Release LocalLLM v1.1.0 · mlnomadpy/localllm

Production-readiness pass + tab-by-tab UX overhaul. Inference layer is
unchanged; this is all the operational and visual scaffolding around it.

Added

Release & build

R8 + resource shrinking on the release buildType. ProGuard rules
already covered LiteRT-LM, Ktor, Netty, Gson, Compose — no new keep
rules surfaced. :app:assembleRelease and :app:bundleRelease both
green.
Per-ABI APK splits. arm64-v8a only (LiteRT-LM 0.11.0 ships JNI
.so files for arm64-v8a + x86_64 only — no armeabi-v7a). The
arm64-v8a release APK is ~28 MB, the universal is ~39 MB, the
.aab is ~33 MB.
signingConfigs.release reading from ~/.gradle/gradle.properties
or environment (LOCALLLM_KEYSTORE_PATH / _PASSWORD / _ALIAS /
_PASSWORD).

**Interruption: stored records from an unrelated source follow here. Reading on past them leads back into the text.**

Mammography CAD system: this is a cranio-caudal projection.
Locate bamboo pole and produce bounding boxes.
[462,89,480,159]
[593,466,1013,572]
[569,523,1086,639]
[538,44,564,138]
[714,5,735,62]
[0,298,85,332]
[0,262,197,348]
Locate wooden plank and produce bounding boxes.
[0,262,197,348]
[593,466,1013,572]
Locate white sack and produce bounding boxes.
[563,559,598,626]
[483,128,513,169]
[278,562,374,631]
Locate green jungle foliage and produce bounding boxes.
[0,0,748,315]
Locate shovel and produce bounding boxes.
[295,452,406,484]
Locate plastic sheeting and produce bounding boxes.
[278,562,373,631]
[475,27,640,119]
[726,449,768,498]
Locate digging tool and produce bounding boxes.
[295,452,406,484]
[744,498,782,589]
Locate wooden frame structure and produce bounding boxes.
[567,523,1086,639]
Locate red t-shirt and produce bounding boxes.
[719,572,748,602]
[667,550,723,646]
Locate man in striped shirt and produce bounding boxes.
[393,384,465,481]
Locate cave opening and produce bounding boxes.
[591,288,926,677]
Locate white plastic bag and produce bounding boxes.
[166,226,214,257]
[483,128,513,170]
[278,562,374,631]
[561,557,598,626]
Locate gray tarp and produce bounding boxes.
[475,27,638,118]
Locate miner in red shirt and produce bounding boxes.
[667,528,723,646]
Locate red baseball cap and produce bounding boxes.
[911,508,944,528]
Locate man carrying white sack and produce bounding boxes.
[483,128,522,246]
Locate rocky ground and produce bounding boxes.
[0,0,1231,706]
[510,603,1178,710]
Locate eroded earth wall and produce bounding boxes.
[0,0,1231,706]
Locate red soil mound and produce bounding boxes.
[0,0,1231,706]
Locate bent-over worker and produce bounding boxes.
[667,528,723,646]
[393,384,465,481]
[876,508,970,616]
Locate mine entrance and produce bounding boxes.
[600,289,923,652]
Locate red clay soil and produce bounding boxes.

Gracefully falls back to the debug signing key when any
of the four is missing — so contributors run :app:assembleRelease
without needing the production keystore.
scripts/release.sh — one-command release: assembleDebug + mkdocs
gh-deploy + tag + push + gh release create with notes scraped from
this CHANGELOG.
.github/workflows/docs.yml — Material site build + Pages deploy,
triggered on docs/ / mkdocs.yml changes. Pages currently sourced
from the gh-pages branch (legacy mode) because GitHub Actions is
administratively restricted on the hosting account — the workflow
auto-resumes once Actions is re-enabled.
.github/dependabot.yml — weekly Monday updates for gradle,
github-actions, and the pip-based docs requirements; Compose / Kotlin /
Ktor each in their own update group; LiteRT-LM explicitly pinned
(manual bumps only — model-side smoke test required).

Performance & lifecycle

Baseline Profiles via a new :macrobenchmark module
(com.android.test + androidx.baselineprofile). StartupBenchmark
measures cold-start under CompilationMode.None / Partial / Full;
BaselineProfileGenerator walks Catalog → Dashboard → Console → Chat
→ Settings. Run on a device with
./gradlew :app:generateReleaseBaselineProfile.
onTrimMemory engine eviction. RUNNING_LOW / MODERATE shrinks
the engine LRU to 1; RUNNING_CRITICAL / COMPLETE evicts everything.
Both gated by inferenceMutex.tryLock so eviction never interrupts
an active request.
Lifecycle.Event.ON_START re-kick in MainActivity. If the OS
killed the foreground service while the Activity was backgrounded
and autostart is on, the service comes back up the next time the
user returns to the app.
START_STICKY contract documented on onStartCommand.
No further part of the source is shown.